Au début du guide, figure un rappel de la réglementation en vigueur. Du fait de son caractère évolutif, les équipes de Bio Bourgogne et Interbio Franche-Comté réalisent une veille réglementaire constante, ciblant à la fois les produits phytosanitaires et les PNPP (liens internet mis à jour dans le support). Autre contenu important, un tableau synthétique des plantes et de leurs usages, compilant substances de base (prêle, ortie, saule) et biostimulants (pissenlit, camomille, bourdaine…). On distingue ainsi les propriétés physico-chimiques, le mode de préparation, les effets recherchés et l’utilisation.

Dans la partie purement dédiée aux témoignages, les viticulteurs interrogés ne font pas tous partie du groupe Dephy de la côte chalonnaise. Cependant, ils sont tous adhérents du Gabsel, regroupant les agriculteurs bio de Saône-et-Loire. L’ensemble des propos a été récolté à l’automne 2022. Ces « témoignages de ressenti » sont très variés. Ils mettent également en lumière les difficultés rencontrées et les erreurs à éviter. Outre l’aspect "diminution de phytos", dans un contexte de changement climatique, certaines plantes peuvent constituer un moyen de lutte contre la sécheresse. C’est par exemple le cas de la camomille et de l’achillée. Fabio Montrasi, producteur au Château des Rontets à Fuissé déclare : « ces dernières années, j’ai fait beaucoup d’achillée et de camomille, surtout durant les périodes de grosses chaleurs : cela me semble efficace. Je ne fais jamais de passage uniquement de plantes, je mélange toujours avec mes traitements cuivre et soufre". Selon lui, « l’efficacité des plantes est difficilement quantifiable […] dans tous les cas, ce n’est pas toujours agréable de faire des traitements antifongiques […] la phytothérapie peut au moins apaiser la vigne ».

Un annuaire des producteurs de plantes

Le guide comprend également un annuaire et une carte des producteurs locaux de plantes et de préparations, consultables en ligne.
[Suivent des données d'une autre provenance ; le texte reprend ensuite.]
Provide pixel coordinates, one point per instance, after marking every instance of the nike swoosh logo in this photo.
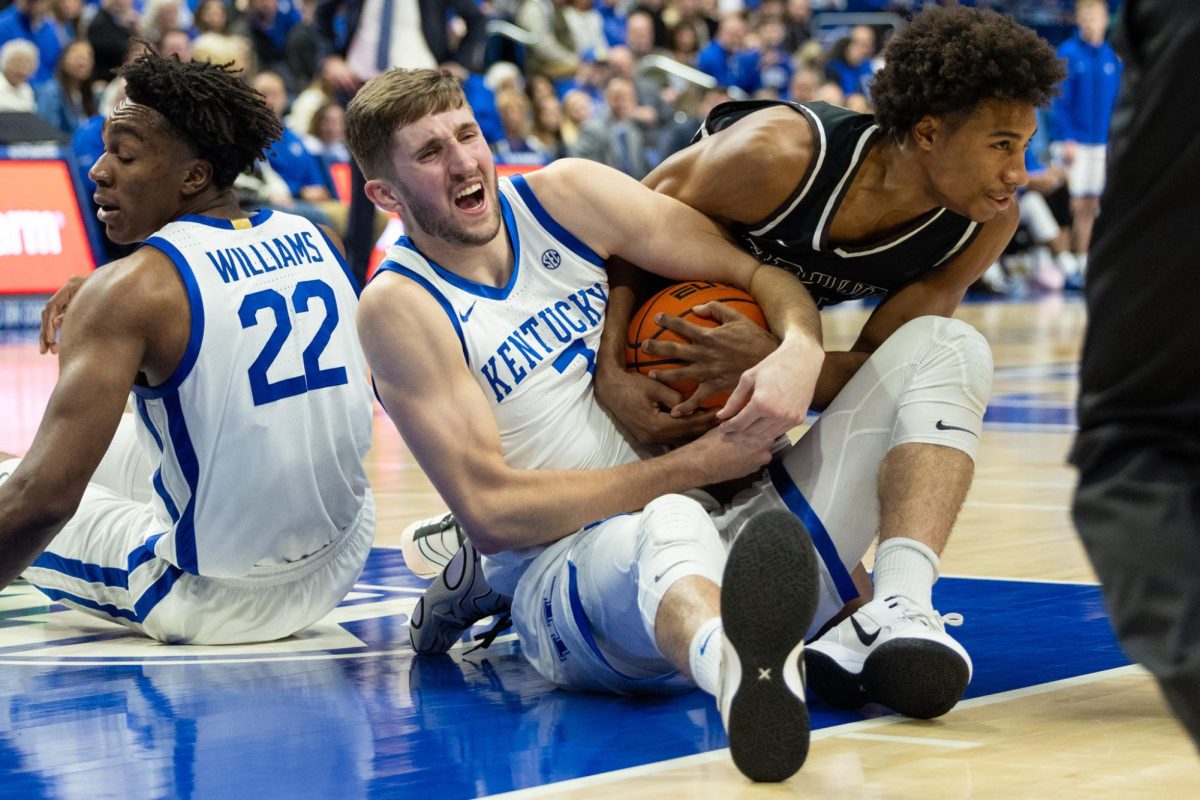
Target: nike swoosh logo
(863, 636)
(659, 576)
(942, 426)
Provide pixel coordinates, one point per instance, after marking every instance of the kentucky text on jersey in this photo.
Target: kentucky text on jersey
(565, 320)
(288, 250)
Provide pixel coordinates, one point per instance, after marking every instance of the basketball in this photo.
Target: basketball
(679, 300)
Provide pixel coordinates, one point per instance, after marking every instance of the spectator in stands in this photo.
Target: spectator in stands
(617, 139)
(1081, 116)
(18, 64)
(325, 137)
(586, 25)
(517, 146)
(547, 126)
(553, 53)
(211, 17)
(30, 20)
(70, 97)
(175, 42)
(160, 16)
(360, 46)
(577, 109)
(309, 182)
(850, 61)
(111, 34)
(726, 58)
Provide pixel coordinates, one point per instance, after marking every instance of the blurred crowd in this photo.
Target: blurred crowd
(622, 82)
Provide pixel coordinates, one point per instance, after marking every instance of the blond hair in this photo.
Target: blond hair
(390, 101)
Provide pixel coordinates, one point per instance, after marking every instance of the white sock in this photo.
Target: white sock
(905, 566)
(705, 655)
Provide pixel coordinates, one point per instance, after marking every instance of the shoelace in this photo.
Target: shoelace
(929, 617)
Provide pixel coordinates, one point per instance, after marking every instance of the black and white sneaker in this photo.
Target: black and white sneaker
(891, 651)
(429, 545)
(456, 600)
(768, 597)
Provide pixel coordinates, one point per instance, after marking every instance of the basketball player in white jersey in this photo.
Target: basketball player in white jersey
(232, 505)
(481, 330)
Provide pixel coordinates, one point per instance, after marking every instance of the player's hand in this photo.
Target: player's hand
(717, 356)
(640, 405)
(774, 396)
(53, 313)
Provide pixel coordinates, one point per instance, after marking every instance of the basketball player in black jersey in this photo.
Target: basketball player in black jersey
(910, 205)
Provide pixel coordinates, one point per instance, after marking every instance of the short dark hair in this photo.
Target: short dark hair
(949, 60)
(209, 107)
(389, 101)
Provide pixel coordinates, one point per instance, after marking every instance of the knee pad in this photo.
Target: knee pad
(676, 539)
(948, 383)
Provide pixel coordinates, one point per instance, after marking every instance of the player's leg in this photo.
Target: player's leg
(892, 456)
(637, 605)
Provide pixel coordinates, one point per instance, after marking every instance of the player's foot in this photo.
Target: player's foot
(456, 600)
(429, 545)
(894, 653)
(768, 597)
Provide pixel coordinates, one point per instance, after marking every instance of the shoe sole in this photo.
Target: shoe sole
(443, 603)
(768, 597)
(835, 685)
(918, 678)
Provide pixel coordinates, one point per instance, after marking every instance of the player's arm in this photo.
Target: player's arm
(617, 216)
(738, 175)
(103, 344)
(424, 383)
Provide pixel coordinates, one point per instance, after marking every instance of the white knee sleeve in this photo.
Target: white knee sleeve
(948, 384)
(676, 539)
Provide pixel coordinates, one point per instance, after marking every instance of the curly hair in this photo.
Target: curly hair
(948, 60)
(209, 107)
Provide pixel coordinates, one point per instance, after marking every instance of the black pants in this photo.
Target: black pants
(1138, 503)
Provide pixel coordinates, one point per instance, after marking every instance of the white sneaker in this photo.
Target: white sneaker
(894, 653)
(429, 545)
(768, 597)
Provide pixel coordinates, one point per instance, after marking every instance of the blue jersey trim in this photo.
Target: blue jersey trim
(337, 254)
(799, 506)
(156, 593)
(84, 571)
(552, 227)
(256, 218)
(197, 335)
(103, 608)
(393, 266)
(185, 455)
(471, 287)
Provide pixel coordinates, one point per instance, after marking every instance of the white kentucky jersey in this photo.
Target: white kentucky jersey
(532, 343)
(258, 437)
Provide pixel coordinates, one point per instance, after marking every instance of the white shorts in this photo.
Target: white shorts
(585, 608)
(1085, 174)
(100, 564)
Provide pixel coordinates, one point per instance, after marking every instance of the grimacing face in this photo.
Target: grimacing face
(447, 179)
(139, 178)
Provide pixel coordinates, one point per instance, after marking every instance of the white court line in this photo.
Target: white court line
(1023, 506)
(913, 740)
(553, 789)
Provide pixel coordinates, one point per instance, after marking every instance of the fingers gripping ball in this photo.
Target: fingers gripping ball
(681, 300)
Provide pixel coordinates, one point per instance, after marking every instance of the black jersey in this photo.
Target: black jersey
(796, 235)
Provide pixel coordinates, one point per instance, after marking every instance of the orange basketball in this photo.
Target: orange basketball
(679, 300)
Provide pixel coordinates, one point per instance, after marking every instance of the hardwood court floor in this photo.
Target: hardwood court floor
(1054, 710)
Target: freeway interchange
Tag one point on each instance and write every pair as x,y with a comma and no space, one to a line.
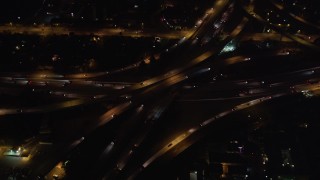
122,140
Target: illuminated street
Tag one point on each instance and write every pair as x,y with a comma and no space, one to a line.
177,90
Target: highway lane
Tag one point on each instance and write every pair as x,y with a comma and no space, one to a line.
43,30
281,30
163,82
297,18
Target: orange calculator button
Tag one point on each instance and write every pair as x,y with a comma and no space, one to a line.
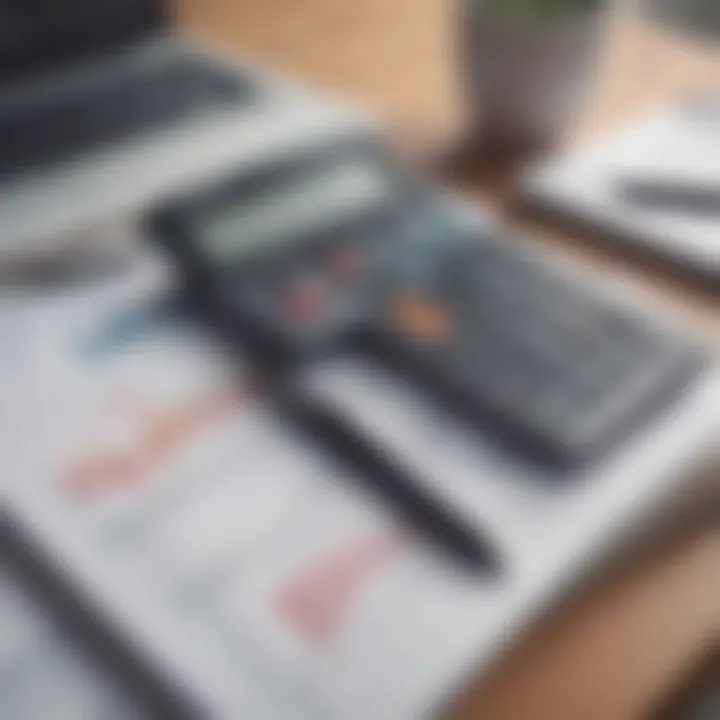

Pour l’instant, la majeure partie des contacts recensés sont installés dans le Jura. Ils ont été plus nombreux à répondre à l’appel lancé par Bio Bourgogne. Toutefois, les supports seront fréquemment mis à jour, afin d’y intégrer des producteurs supplémentaires.

Les préparateurs n’ont pas forcément pour habitude de fournir des viticulteurs. Leurs produits sont généralement destinés au maraîchage ou aux tisanes alimentaires. Il est donc très intéressant pour eux de connaître, en amont, les usages et savoir-faire des viticulteurs du territoire, pour ensuite, si possible, mieux orienter leurs préparations. Mêmes enjeux pour l’aval, les agriculteurs n’ont pas toujours le réflexe d’acheter leurs plantes à des fournisseurs bio locaux. Ce guide sert ainsi de « coup de pouce pour faire du lien sur le territoire », souligne Sarah. Déjà présenté dans les bulletins techniques de Bio Bourgogne, il est actuellement diffusé via le canal Ecophyto national et les autres relais de l’association (Produire bio, Itab, réseaux sociaux…).